ETH funding rates moved sharply off their all time lows post-Merge as the ETHW airdrops began and futures prices no longer needed to account for a potential arbitrage. Investors were taking advantage of the ETHW airdrop by combining their long ETH spot positions with short ETH futures, eliminating price risk while still being able to collect the ETHW airdrop. Were futures prices not discounted to reflect this strategy, this strategy would have also profited on the short futures side of the trade. Once the Merge was successfully completed and the airdrop of ETHW took place, futures returned closer to spot prices and thus the funding rates moved sharply towards neutral again
Macro Trends
Hotter than expected U.S. inflation boosts Fed hike bets.
Macro headwinds continue to weigh on financial markets after a hotter than expected monthly US inflation print for August caused both crypto and equities to crash. Headline inflation came at 8.3% year-over-year, slightly lower relative to July’s numbers. However, the monthly core inflation went up by .6%, almost double the estimates. The core inflation excludes volatile food and energy prices and is considered stickier and costlier to hedge than headline or energy inflation. Fears that bringing down inflation will be a slower and more painful process than anticipated boosted an aggressive repricing in the Fed peak rate which is now seen above 4%. Markets are widely expecting another large 75bps rate hike at this week’s Fed meeting while bets for a super-sized full percentage move are on the rise.
Bitcoin’s correlation with bonds and equities rises in September.
Bitcoin’s correlation with both bonds and equities has resumed its increase in September after declining over the summer. Inflation uncertainty coupled with Fed tightening has resulted in a historical decline in both risk and fixed-income assets, challenging traditional asset allocation approaches. The iShares Aggregate Bonds ETF, which tracks the U.S. investment-grade bond market, declined by 12% YTD, the Nasdaq 100 lost 28% of its value while Bitcoin is down over 50%. Recent research shows that persistently high and more volatile core inflation could be among the explanations for the positive correlation between bonds and risk assets over the past months, as inflation negatively impacts all asset classes.

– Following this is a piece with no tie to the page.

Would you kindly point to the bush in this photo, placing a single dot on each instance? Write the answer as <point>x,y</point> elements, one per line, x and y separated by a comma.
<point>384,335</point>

Kaiko's research newsletter is written by the Kaiko research team: Clara Medalie, Dessislava Aubert, Riyad Carey, and Conor Ryder, CFA. This content is the property of Kaiko, its affiliates and licensors. Any use, reproduction or distribution is permitted only if ownership and source are expressly attributed to Kaiko. This content is for informational purposes only, does not constitute investment advice, and is not intended as an offer or solicitation for the purchase or sale of any financial instrument. For any questions, please email research@kaiko.com.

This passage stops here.